The SAAS Crash
Markets are cyclical and crashes are inevitable, but the software industry will never be the same.
“Seven years of great abundance are coming throughout the land, but seven years of famine will follow them.” Genesis 41:29–30
Nothing lasts forever, especially not in markets. Markets are inherently cyclical, just like seasons and patterns throughout nature. So when markets crash, it’s not always because something went wrong. It could be that something went right, just for too long.
The S&P’s trailing P/E is 29.18, versus the long term mean of 16.19. The CAPE Ratio is 39.6 versus a long term mean of 17.33. The Buffett Indicator is 222%. We’ve been riding high. This was overdue.
Bull markets take years to build up. Corrections come quicker. And there is an asymmetry to it. The higher the run-up, the harder the fall.
Silver fell by 21% in just 24 hours.
Bitcoin has been cut in half from all time highs, and is now down 28% over the past month.
Something systemic likely broke, but we don’t know what yet.
And unfortunately, the losses aren’t limited to metals and crypto.
Amazon’s awful earnings report last night caused a 10% drop pre-market. We’ll see where it opens up this morning. Keep in mind that AMZN is 3.85% of the S&P. It is almost 5% of the Nasdaq 100. Contagion will be everywhere.
The most haunting sector in this sell-off is software. SAAS multiples are down big. Adobe, Salesforce and Workday are down 15% over the past month. Hubspot, Figma, Oracle and Snowflake are down 30%.
I say that software is haunting because SAAS (software as a service) is somewhat of a bogie for the Venture Capital market itself. It’s not only VC, it is also where the US dominates from a global perspective. And, from a valuation standpoint, it’s got the most room to fall.
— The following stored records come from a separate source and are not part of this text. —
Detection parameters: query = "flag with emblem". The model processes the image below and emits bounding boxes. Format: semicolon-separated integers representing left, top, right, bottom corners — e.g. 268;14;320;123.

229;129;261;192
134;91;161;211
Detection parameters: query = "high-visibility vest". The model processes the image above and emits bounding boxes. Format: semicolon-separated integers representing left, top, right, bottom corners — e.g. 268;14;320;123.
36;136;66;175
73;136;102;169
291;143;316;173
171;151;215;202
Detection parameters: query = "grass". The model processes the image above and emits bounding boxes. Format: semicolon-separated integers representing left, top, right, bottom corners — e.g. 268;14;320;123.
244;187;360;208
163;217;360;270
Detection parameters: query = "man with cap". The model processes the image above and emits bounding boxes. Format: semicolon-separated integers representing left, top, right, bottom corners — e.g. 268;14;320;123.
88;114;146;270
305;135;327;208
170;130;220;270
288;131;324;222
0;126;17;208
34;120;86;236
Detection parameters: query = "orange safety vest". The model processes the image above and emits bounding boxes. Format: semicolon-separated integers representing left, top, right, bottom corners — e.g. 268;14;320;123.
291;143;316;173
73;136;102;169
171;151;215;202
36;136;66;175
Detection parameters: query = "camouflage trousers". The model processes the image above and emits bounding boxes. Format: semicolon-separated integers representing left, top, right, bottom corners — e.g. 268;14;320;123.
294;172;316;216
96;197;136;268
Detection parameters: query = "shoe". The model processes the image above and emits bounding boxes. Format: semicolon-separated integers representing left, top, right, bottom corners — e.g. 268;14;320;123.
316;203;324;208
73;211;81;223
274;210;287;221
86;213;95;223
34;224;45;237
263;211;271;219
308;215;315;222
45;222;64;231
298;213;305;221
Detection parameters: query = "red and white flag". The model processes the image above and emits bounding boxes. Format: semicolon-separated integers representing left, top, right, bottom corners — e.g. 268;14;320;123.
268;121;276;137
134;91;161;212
The SAAS Crash is also haunting for another reason entirely.
John Armstrong is a steady hand. It’s one of the things I love about him. John is my co-founder at Skyline, and while Chris Paul and I can get emotional, John brings a steady calm to the team. Each day same as the last. John doesn’t get rattled.
John was rattled. He was playing around with the newly upgraded Sonnet 5 and Opus 4.5 and Claude Code and he was rattled. “Phil, everything built yesterday can be done twice as fast and for half the cost today, and it’s getting exponentially faster and cheaper at a rate I can’t even process”.
AI went from talking to doing. This is the big game changer.
These AI coding tools aren’t a productivity boost. They are a cost-curve inversion. Years of expert design, coding, testing, and docs now collapse into minutes of conversation. The business of software shifts from typing syntax to supervising intent.
Teams flatten, juniors fade, seniors become architects, and judgment replaces code as the scarce resource.
This is not bullish for incumbents. It is catastrophic.
This is not catastrophic for startups. It is bullish.
This is what disruption looks like. Embrace it.